I'm aware of the definition, thank you.
Only specialized agriculture society will be able to make a profit out of it, and the level of sustaining a community itself will require a large portion of the populations/industry capability. Those only choose small farmer populations will have to import foods. (Or completely dependent on importing food or hunting)
In case you haven't tried this: download Dwarf Fortress, create a world, start fortress mode, and build a farm on a patch of muddy ground. You will make a profit. It's almost impossible not to. So how can this be changed so that "farming capital" and specialization actually matter? Right now there's no place where "scalability" can change anything--each additional square of farm plot is exactly as productive as the first one, and the labor input is small enough to be irrelevant.
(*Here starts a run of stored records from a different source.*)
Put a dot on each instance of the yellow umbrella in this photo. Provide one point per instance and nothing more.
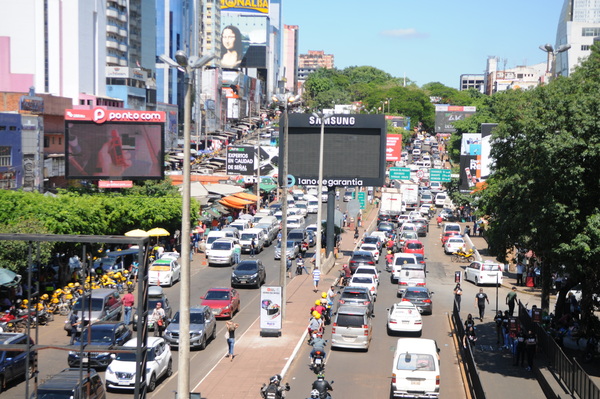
(137, 233)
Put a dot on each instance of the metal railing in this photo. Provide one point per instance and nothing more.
(569, 371)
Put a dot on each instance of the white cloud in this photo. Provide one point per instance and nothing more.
(410, 33)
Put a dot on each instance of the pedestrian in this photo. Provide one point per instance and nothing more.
(74, 321)
(316, 278)
(158, 319)
(520, 271)
(480, 300)
(128, 302)
(230, 335)
(511, 300)
(457, 296)
(530, 348)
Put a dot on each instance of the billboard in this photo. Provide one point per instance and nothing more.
(240, 160)
(114, 144)
(243, 41)
(353, 151)
(445, 115)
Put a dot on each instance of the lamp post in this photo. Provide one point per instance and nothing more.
(551, 60)
(187, 65)
(286, 99)
(322, 117)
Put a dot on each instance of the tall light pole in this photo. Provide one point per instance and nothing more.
(551, 60)
(187, 65)
(286, 99)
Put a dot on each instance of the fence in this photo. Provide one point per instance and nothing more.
(467, 355)
(570, 372)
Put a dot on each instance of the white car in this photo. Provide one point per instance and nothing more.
(404, 317)
(164, 272)
(371, 248)
(454, 244)
(364, 280)
(121, 372)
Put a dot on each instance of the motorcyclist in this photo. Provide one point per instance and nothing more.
(323, 387)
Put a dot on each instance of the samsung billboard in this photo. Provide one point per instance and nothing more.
(353, 152)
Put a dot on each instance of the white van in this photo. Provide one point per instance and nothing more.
(248, 235)
(416, 368)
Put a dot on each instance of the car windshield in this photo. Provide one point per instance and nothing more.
(221, 246)
(217, 295)
(414, 361)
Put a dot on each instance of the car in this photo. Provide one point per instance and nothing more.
(203, 328)
(420, 297)
(292, 249)
(105, 334)
(487, 272)
(454, 244)
(221, 252)
(223, 302)
(357, 296)
(359, 258)
(413, 247)
(12, 362)
(416, 369)
(120, 374)
(364, 280)
(155, 295)
(164, 272)
(249, 272)
(404, 317)
(371, 248)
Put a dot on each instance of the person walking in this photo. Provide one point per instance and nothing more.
(316, 278)
(158, 319)
(511, 300)
(480, 300)
(457, 296)
(128, 302)
(230, 335)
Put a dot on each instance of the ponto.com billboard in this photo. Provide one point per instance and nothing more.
(114, 144)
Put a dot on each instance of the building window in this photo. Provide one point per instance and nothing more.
(5, 158)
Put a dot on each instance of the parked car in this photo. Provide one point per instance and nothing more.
(159, 363)
(164, 272)
(223, 302)
(203, 328)
(102, 334)
(249, 272)
(404, 317)
(13, 363)
(416, 368)
(420, 297)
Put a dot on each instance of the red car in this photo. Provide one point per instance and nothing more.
(224, 302)
(449, 234)
(414, 247)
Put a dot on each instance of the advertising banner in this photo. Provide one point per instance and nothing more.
(240, 160)
(270, 309)
(393, 147)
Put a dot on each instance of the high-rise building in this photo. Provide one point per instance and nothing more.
(578, 25)
(290, 57)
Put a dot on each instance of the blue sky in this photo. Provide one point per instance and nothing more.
(426, 40)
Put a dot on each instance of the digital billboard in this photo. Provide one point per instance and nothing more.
(114, 144)
(353, 152)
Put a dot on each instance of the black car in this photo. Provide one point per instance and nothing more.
(105, 334)
(249, 272)
(13, 364)
(360, 258)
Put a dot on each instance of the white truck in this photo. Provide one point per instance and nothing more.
(391, 201)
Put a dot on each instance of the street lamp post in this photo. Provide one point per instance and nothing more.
(187, 65)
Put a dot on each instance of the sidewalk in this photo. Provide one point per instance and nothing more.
(258, 358)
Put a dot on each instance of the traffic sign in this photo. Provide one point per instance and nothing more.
(400, 173)
(439, 175)
(362, 199)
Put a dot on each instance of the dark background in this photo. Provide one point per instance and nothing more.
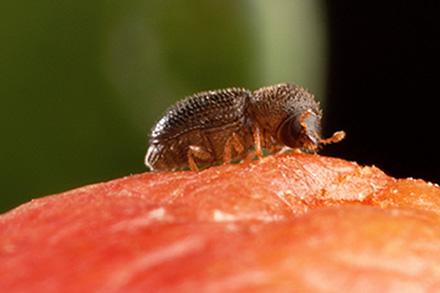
(383, 84)
(81, 82)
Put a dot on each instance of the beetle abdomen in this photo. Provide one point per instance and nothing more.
(206, 120)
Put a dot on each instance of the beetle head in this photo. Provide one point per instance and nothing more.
(301, 131)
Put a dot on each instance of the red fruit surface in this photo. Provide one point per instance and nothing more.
(285, 223)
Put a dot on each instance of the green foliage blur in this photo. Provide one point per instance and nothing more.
(82, 82)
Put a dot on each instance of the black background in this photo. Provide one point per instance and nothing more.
(383, 86)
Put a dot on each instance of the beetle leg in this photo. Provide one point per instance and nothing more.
(199, 153)
(235, 142)
(257, 141)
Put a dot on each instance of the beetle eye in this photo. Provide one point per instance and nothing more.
(301, 131)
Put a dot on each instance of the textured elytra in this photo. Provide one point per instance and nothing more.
(218, 126)
(203, 110)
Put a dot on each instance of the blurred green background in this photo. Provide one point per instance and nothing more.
(82, 82)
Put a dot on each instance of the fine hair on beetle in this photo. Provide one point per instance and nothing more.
(234, 124)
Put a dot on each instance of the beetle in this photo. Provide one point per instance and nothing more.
(232, 124)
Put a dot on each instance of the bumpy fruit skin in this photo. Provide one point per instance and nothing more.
(284, 223)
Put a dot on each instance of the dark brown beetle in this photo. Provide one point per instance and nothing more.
(223, 125)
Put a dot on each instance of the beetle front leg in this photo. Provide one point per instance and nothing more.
(233, 142)
(197, 152)
(257, 141)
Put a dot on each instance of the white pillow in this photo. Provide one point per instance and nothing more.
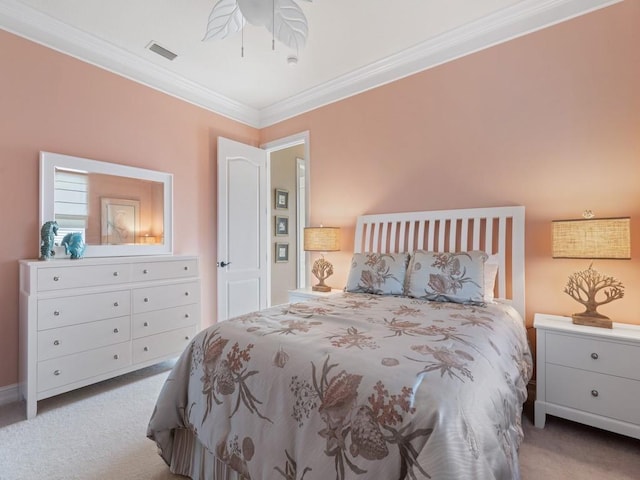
(378, 273)
(447, 276)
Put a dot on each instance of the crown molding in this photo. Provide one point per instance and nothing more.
(522, 18)
(29, 23)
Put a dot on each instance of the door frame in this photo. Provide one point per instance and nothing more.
(281, 144)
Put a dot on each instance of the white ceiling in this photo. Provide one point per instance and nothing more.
(353, 45)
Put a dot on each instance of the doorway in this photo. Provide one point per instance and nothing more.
(288, 178)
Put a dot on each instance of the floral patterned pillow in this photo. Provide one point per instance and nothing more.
(447, 277)
(378, 273)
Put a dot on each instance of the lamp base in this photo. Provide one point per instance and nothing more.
(601, 322)
(321, 288)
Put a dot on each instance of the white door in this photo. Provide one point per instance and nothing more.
(242, 229)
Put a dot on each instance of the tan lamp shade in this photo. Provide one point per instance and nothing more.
(322, 239)
(601, 238)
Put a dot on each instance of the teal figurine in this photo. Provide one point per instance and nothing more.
(73, 244)
(47, 236)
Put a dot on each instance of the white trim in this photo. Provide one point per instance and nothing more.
(9, 394)
(522, 18)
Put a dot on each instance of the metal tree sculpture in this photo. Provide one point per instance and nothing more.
(583, 287)
(322, 270)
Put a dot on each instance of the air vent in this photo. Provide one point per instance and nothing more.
(163, 52)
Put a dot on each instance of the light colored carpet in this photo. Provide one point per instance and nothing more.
(99, 433)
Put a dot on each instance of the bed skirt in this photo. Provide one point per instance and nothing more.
(191, 459)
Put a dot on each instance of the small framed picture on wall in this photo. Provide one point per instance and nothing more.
(282, 252)
(282, 225)
(282, 199)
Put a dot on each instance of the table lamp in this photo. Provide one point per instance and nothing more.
(592, 238)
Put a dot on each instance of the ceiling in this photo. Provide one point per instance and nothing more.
(352, 46)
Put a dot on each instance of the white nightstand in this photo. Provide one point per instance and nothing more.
(587, 374)
(304, 294)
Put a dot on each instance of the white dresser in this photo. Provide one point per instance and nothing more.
(83, 321)
(588, 374)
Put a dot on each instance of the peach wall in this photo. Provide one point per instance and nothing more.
(550, 121)
(53, 102)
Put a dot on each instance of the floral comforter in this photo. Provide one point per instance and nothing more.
(355, 387)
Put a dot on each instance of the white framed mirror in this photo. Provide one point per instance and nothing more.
(118, 209)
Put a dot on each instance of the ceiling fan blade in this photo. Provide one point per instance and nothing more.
(291, 26)
(225, 19)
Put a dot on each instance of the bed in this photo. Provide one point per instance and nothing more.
(418, 370)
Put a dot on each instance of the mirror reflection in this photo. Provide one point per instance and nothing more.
(108, 209)
(119, 210)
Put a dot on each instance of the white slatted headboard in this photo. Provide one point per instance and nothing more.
(498, 230)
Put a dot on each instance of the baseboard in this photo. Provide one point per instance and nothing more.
(9, 394)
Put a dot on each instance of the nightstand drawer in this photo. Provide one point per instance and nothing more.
(596, 393)
(594, 355)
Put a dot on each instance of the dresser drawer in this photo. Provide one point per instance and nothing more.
(594, 354)
(64, 311)
(79, 276)
(595, 393)
(61, 371)
(165, 296)
(162, 344)
(165, 270)
(150, 323)
(57, 342)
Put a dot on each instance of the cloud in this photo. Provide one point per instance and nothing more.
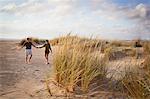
(102, 17)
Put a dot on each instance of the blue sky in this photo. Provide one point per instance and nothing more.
(107, 19)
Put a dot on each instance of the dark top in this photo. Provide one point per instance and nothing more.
(28, 45)
(47, 47)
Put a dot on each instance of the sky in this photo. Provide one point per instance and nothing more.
(106, 19)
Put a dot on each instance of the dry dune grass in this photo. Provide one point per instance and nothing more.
(78, 66)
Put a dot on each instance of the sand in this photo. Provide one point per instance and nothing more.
(19, 80)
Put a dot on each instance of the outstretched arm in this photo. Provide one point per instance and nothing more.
(34, 45)
(22, 46)
(50, 48)
(42, 46)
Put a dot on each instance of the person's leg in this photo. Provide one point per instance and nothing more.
(46, 56)
(30, 56)
(26, 59)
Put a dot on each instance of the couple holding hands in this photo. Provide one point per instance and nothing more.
(28, 44)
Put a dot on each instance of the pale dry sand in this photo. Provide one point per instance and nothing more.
(17, 79)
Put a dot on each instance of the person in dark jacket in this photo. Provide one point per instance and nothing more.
(47, 50)
(28, 44)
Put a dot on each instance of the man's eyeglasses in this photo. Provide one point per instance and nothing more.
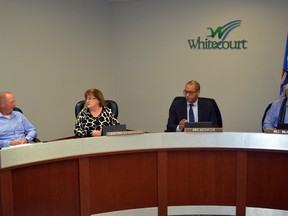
(189, 92)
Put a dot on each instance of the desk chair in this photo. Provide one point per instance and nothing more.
(109, 103)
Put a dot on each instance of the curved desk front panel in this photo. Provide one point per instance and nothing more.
(158, 172)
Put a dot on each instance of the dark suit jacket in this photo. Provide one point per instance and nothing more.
(178, 111)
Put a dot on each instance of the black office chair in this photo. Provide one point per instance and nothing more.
(264, 115)
(217, 110)
(109, 103)
(19, 110)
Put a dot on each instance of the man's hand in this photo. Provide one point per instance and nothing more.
(18, 142)
(182, 124)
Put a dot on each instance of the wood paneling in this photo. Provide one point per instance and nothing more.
(202, 178)
(125, 181)
(48, 189)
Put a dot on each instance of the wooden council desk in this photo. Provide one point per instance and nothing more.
(148, 174)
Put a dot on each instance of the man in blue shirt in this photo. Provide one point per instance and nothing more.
(15, 129)
(272, 117)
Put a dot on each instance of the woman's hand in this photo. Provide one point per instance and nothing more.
(96, 133)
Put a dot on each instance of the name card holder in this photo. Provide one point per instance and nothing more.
(277, 131)
(121, 133)
(203, 130)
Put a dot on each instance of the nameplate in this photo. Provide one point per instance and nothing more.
(277, 131)
(203, 130)
(120, 133)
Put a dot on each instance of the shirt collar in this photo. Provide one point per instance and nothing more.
(194, 104)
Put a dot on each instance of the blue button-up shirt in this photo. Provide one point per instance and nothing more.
(16, 127)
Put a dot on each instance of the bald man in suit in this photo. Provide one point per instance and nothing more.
(180, 111)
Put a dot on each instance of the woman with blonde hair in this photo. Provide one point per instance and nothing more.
(94, 116)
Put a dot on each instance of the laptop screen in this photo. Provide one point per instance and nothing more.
(113, 128)
(198, 124)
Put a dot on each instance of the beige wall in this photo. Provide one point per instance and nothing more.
(51, 52)
(137, 53)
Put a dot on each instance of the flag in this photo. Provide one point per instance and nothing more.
(284, 77)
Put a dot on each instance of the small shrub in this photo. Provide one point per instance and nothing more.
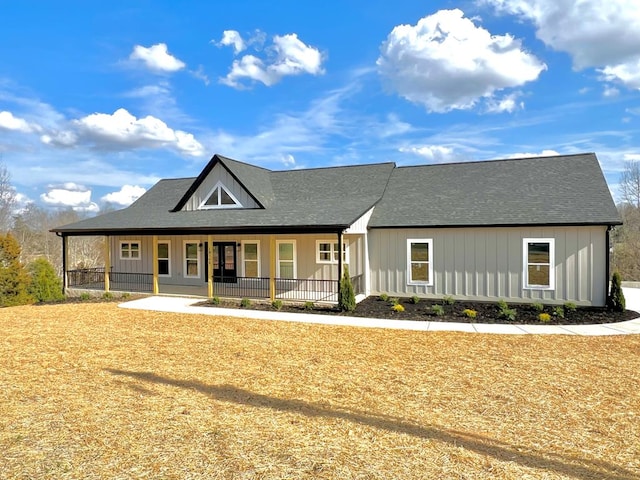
(509, 314)
(469, 313)
(45, 285)
(346, 295)
(502, 305)
(616, 300)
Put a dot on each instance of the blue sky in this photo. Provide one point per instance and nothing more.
(99, 100)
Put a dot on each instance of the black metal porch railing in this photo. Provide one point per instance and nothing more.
(93, 278)
(296, 289)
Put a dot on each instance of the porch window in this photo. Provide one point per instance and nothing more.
(220, 197)
(286, 261)
(164, 258)
(538, 254)
(130, 250)
(191, 260)
(419, 261)
(251, 259)
(327, 252)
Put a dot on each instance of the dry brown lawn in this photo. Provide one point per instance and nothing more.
(94, 391)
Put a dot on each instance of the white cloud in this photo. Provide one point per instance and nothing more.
(603, 34)
(125, 196)
(70, 195)
(287, 56)
(232, 37)
(446, 62)
(9, 122)
(123, 130)
(433, 153)
(508, 104)
(157, 58)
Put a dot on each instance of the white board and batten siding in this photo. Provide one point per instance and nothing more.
(222, 175)
(487, 263)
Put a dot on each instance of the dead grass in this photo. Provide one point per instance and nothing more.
(94, 391)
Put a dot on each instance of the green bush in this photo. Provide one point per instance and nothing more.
(616, 300)
(469, 313)
(14, 278)
(346, 296)
(45, 285)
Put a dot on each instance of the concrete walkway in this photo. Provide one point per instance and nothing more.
(186, 305)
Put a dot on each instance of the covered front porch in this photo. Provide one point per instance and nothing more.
(300, 267)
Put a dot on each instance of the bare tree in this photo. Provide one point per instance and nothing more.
(630, 183)
(7, 199)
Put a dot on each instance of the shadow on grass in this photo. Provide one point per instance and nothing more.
(570, 466)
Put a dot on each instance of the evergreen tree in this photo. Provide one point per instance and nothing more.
(45, 284)
(346, 297)
(616, 300)
(14, 279)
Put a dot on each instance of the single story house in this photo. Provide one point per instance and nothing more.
(522, 230)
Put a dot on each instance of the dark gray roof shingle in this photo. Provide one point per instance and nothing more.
(562, 190)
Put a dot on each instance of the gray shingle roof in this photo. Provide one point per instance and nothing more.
(568, 189)
(562, 190)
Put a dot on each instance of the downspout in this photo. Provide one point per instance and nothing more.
(607, 261)
(64, 261)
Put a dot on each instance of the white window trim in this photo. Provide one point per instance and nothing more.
(130, 257)
(184, 258)
(552, 263)
(333, 260)
(168, 242)
(204, 206)
(245, 242)
(428, 241)
(295, 257)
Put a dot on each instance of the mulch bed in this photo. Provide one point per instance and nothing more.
(486, 312)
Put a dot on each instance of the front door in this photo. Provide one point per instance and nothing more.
(224, 262)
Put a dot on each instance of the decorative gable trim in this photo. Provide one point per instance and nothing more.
(216, 159)
(219, 201)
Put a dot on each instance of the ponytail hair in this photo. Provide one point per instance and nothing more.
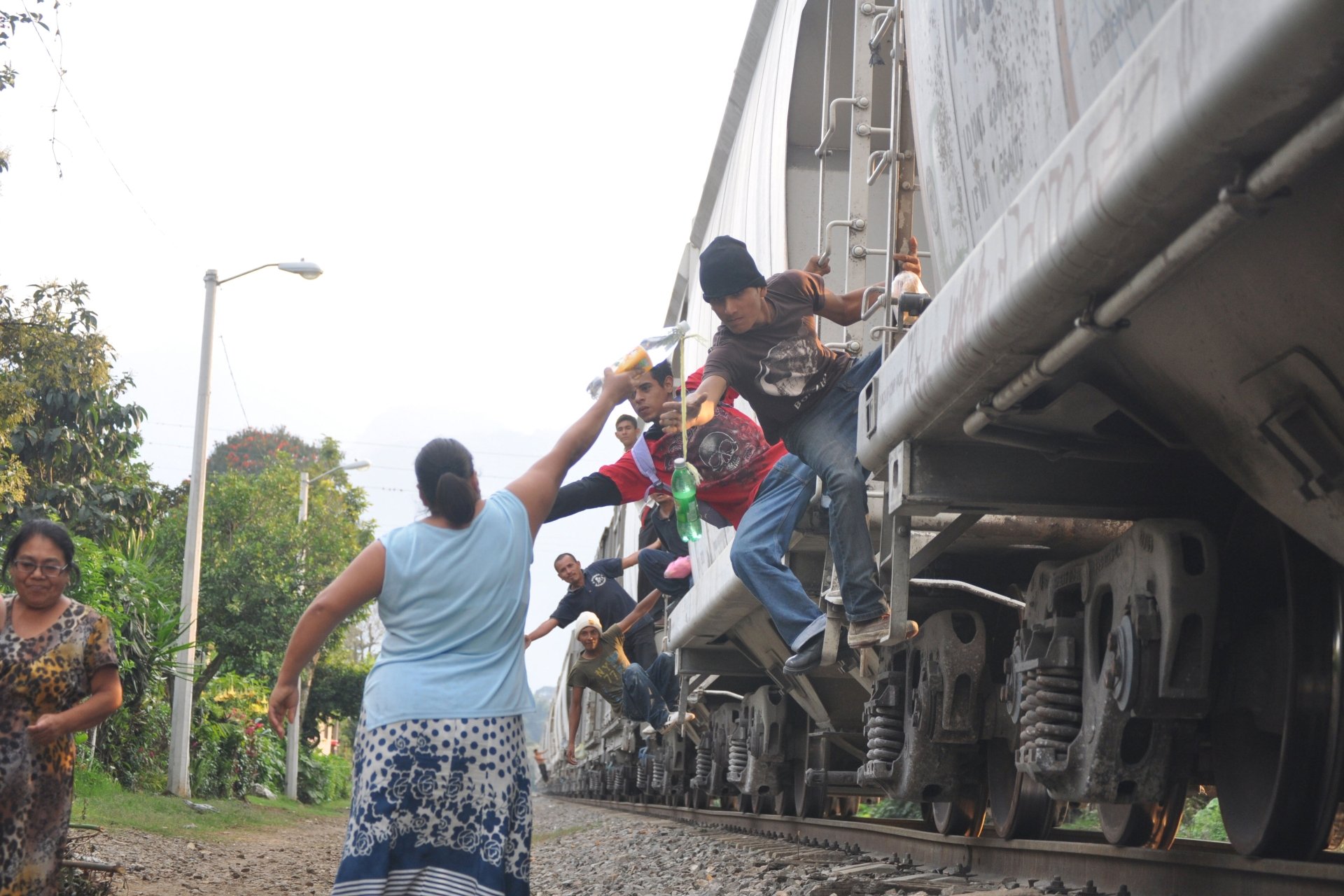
(444, 473)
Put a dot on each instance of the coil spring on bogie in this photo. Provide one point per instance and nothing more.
(1051, 708)
(659, 777)
(886, 734)
(704, 763)
(737, 758)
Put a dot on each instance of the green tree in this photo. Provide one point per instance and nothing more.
(260, 567)
(69, 442)
(252, 450)
(336, 692)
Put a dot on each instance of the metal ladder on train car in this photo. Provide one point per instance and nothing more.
(878, 29)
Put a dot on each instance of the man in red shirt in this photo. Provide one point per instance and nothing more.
(760, 489)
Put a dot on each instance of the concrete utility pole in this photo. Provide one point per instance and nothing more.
(185, 675)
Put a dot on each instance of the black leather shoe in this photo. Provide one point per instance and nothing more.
(806, 660)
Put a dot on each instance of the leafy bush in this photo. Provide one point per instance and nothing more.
(324, 778)
(336, 692)
(1206, 824)
(132, 745)
(233, 747)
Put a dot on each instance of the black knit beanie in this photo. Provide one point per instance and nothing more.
(726, 267)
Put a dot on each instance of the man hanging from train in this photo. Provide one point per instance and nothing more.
(660, 546)
(806, 396)
(597, 589)
(636, 692)
(746, 482)
(626, 430)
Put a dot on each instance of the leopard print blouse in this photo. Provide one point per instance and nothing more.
(50, 672)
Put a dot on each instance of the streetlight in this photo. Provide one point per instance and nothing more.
(179, 742)
(292, 732)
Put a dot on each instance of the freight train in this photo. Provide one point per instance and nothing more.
(1105, 456)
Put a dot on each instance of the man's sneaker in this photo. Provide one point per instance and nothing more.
(808, 657)
(676, 719)
(864, 634)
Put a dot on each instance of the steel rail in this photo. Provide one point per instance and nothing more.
(1191, 868)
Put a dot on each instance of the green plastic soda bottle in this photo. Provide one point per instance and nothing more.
(687, 511)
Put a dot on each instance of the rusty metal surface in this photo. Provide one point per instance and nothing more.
(1191, 868)
(1210, 86)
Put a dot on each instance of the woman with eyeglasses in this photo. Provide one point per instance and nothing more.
(58, 675)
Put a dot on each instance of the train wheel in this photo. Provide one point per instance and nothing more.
(1152, 825)
(1021, 808)
(962, 817)
(1277, 719)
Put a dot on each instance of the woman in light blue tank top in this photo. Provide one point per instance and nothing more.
(441, 788)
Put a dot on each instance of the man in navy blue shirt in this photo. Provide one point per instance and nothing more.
(597, 589)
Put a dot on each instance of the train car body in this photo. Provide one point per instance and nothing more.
(1107, 454)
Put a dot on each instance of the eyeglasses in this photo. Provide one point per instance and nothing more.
(29, 567)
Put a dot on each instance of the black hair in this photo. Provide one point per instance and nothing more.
(49, 530)
(444, 473)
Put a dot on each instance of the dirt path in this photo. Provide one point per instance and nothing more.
(299, 860)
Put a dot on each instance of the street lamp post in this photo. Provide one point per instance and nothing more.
(292, 732)
(179, 742)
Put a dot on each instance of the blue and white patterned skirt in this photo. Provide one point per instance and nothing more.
(440, 806)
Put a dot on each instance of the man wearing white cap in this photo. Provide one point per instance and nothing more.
(638, 694)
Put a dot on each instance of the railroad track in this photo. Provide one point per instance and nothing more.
(1191, 868)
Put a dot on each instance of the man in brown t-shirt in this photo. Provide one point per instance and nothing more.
(769, 351)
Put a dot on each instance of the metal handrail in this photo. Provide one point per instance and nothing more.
(869, 312)
(862, 102)
(824, 255)
(822, 159)
(883, 164)
(882, 24)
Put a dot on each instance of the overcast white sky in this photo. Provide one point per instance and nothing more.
(499, 195)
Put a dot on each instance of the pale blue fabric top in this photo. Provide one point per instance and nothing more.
(454, 603)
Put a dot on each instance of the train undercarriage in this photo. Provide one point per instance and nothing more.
(1107, 454)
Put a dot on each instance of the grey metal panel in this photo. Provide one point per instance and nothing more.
(1211, 85)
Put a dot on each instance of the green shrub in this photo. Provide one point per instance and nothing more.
(323, 778)
(1206, 824)
(134, 746)
(233, 746)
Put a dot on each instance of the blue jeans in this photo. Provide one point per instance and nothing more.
(654, 564)
(764, 539)
(827, 440)
(648, 694)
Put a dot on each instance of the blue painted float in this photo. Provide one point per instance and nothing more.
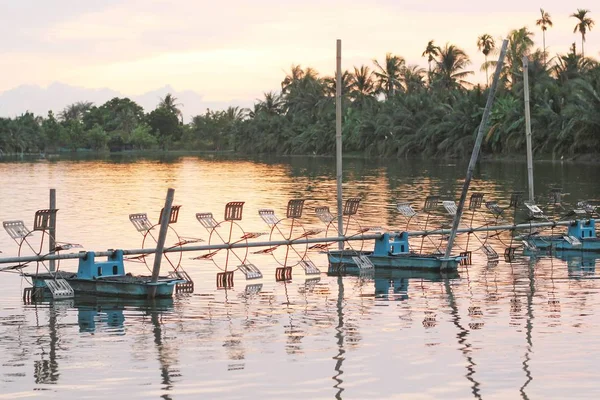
(581, 236)
(107, 278)
(392, 251)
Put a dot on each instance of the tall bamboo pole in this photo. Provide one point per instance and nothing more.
(475, 153)
(528, 127)
(52, 229)
(162, 236)
(338, 137)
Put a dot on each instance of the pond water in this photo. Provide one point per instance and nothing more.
(526, 328)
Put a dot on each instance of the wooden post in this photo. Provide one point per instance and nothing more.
(160, 243)
(528, 127)
(52, 230)
(338, 138)
(475, 153)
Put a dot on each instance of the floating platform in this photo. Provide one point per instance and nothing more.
(393, 253)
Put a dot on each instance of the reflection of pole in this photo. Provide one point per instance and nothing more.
(462, 339)
(528, 127)
(338, 137)
(475, 153)
(52, 229)
(529, 326)
(162, 357)
(340, 340)
(162, 236)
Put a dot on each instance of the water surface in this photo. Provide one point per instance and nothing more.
(525, 328)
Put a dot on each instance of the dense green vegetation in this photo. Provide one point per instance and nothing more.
(390, 109)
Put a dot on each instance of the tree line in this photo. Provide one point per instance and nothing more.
(390, 109)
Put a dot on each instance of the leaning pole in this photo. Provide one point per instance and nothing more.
(475, 153)
(338, 138)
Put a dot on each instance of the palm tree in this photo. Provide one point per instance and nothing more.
(412, 76)
(520, 44)
(486, 44)
(169, 103)
(431, 51)
(544, 22)
(75, 111)
(450, 65)
(388, 75)
(585, 24)
(362, 84)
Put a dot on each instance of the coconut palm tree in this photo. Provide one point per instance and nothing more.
(450, 66)
(585, 24)
(486, 44)
(431, 51)
(169, 103)
(544, 22)
(388, 75)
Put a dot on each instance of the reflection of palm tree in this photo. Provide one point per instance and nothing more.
(585, 24)
(486, 44)
(544, 22)
(170, 104)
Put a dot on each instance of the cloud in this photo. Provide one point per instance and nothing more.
(239, 49)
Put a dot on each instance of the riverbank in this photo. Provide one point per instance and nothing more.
(591, 158)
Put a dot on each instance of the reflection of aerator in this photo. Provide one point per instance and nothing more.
(30, 244)
(228, 232)
(291, 231)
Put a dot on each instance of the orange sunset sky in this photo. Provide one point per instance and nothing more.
(235, 49)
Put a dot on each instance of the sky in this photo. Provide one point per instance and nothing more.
(234, 49)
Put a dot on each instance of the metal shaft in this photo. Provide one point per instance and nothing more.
(304, 240)
(475, 153)
(52, 230)
(338, 137)
(528, 127)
Are you being completely ignorant?
Each tile produces X food. This food requires Y effort to take care of it, with untrained labourers.
From what I understand, he wants the time taken by labourers to pick and plant the crops to be much increased. This is reduced by having highly skilled labourers, tools to aid in the process, and fertiliser. A fort that isn't dedicated to keeping these in good condition will be unable to efficiently produce food via farming.
We can then introduce the efficiency of having larger fields by having a efficiency increase in crops produced in a larger field, while countering the exploitability by forcing a set amount of labour that, in a small amount of food production, would favour the smaller fields.